Lead poisoning can cause many harmful health effects.  It may affect the brain, nervous system, blood pressure and kidneys in adults. But the risks are greatest for fetuses, infants and children because their growing bodies are still developing and absorb lead more easily. 

Here are two simple actions you can take to reduce levels of lead in your drinking water: 

1. Use point-of-use water filters 
Point-of-use, or POU, drinking water filters are used to remove chemicals, including lead, from water where it is being used. POU filters can be: 

  • attached directly to faucets; 
  • inserted into water pitchers and bottles; 
  • inserted into refrigerators for water dispensers and ice makers. 
    Make sure the POU filter is certified to remove lead. You should look for certification marks and statements about meeting NSF/ANSI Standard 42 for particulate reduction (Class I) and NSF/ANSI Standard 53 for lead reduction. 
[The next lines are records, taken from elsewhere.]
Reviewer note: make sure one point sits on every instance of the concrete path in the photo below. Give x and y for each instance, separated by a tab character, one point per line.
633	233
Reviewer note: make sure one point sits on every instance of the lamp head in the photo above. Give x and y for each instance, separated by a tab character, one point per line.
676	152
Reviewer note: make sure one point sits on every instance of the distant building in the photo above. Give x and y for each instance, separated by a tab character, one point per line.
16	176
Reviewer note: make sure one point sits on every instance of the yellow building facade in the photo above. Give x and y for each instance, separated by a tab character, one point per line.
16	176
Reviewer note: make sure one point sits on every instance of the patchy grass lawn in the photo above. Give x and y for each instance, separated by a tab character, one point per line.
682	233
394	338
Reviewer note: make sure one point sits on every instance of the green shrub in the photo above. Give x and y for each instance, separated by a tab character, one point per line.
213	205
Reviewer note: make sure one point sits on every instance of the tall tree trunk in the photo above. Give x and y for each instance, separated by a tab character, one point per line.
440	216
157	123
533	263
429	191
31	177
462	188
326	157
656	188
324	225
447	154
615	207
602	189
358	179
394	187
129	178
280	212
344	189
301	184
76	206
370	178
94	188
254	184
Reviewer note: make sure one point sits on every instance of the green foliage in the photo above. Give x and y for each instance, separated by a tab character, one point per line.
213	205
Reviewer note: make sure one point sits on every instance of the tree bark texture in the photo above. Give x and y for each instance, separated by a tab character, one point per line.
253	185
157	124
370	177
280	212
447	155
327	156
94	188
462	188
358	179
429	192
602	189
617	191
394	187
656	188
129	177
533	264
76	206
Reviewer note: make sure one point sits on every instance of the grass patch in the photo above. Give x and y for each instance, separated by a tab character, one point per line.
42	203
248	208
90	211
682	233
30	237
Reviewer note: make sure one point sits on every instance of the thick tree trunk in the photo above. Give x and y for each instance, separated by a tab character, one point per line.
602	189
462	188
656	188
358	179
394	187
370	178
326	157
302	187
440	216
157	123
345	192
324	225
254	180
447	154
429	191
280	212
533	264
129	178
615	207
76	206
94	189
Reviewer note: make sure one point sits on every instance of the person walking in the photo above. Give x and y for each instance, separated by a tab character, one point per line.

2. Regularly clean your faucet aerator 
A faucet aerator is a mesh screen attached to the tip of a faucet, or tap. It saves water and catches debris and lead particles that may have gotten into the water. After unscrewing the aerator, remove the pieces of debris by turning the aerator over and rinsing it with water. For grime and stubborn pieces that remain, remove them by soaking the aerator in white vinegar for five minutes. Brush the aerator gently with an old toothbrush or cloth and rinse under water before screwing it back on.